Background and Aims (Ethics Approval)
Thousands of surgeries are performed in Ireland every year, with patients being cared for by expert multidisciplinary teams, including consultant surgeons and anaesthetists. Prescriptions for analgesia upon discharge, however, are often left to the most junior of the surgical team, with little oversight. We undertook a multi-site service evaluation and quality improvement project which interrogated current analgesic prescribing patterns. We then instituted a number of educational tools to assist junior doctors in good-practice prescribing upon discharge.
Methods Retrospective chart review of surgical patients from two tertiary hospitals in Dublin, Ireland, from December 2020 to March 2021 & August 2021 to September 2022. Opioid tolerant and chronic pain patients were excluded. We created a flowchart algorithm (Figure 1) adapted from guidelines  and educated junior doctors on its use through lectures.

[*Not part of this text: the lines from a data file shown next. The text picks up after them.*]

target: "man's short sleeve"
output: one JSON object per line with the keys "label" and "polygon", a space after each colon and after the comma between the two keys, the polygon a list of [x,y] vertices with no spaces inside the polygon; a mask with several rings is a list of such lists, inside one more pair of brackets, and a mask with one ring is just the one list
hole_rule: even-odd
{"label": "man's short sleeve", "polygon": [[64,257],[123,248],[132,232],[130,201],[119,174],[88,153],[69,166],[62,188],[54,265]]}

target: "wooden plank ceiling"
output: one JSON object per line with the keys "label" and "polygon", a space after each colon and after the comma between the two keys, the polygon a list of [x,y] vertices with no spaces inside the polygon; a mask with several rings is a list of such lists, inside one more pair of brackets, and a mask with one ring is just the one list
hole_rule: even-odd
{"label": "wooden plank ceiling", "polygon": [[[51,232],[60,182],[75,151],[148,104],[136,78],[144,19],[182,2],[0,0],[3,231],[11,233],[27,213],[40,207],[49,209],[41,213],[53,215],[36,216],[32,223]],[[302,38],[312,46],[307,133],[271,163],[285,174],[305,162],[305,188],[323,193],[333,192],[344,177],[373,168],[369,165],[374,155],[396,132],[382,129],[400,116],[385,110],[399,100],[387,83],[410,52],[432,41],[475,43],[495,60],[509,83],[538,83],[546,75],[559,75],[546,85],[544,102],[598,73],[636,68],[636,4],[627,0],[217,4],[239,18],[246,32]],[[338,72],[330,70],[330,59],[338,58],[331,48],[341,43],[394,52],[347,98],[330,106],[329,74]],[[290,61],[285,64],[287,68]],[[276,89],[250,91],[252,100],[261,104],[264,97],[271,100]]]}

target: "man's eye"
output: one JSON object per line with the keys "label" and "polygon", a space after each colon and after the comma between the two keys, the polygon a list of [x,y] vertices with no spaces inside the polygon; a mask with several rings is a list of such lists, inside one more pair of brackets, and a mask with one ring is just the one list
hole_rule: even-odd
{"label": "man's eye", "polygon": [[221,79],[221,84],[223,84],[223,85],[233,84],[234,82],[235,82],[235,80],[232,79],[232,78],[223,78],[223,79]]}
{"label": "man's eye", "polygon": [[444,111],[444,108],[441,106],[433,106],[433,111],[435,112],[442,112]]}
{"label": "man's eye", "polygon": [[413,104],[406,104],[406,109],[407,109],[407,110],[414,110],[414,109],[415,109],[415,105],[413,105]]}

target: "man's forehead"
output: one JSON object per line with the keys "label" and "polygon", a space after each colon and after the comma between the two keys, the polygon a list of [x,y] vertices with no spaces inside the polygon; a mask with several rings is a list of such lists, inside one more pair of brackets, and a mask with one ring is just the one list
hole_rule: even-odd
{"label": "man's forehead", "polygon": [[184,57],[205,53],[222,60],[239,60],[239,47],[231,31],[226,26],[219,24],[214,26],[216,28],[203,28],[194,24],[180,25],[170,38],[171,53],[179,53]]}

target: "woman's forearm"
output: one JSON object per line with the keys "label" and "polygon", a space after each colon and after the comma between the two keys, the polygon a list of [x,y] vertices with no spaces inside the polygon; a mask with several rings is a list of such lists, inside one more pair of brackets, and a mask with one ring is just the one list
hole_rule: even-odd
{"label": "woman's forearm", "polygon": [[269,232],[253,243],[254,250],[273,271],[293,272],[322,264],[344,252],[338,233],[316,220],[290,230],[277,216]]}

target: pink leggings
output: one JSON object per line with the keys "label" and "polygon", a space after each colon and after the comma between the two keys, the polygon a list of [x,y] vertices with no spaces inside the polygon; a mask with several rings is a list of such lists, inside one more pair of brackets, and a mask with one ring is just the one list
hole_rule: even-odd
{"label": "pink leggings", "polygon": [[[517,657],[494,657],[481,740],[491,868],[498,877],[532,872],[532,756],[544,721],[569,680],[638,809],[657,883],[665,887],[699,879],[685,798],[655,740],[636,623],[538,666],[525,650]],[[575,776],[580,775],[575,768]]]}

Results 200 patients were included. There was initially large interdiscipline variability in the average milligram morphine equivalents (MMEs) prescribed, as well as interpatient variability and dangerous co-prescription of opioids. Our guidance had excellent uptake from junior doctors and the average MME on discharge fell from 181mg to 90mg (site 1) & 148mg to 94mg (site 2). Overall appropriate opioid prescription rose in both sites from 64% to 75% (site 1) & 57% to 92% (site 2). Appropriate prescription of simple analgesia was increased by 23%.
Conclusions Our flowchart algorithm and educational sessions are effective, cost-neutral methods to reduce overprescription of opioids and increase good-practice prescribing on discharge, which is of huge benefit to the wider community.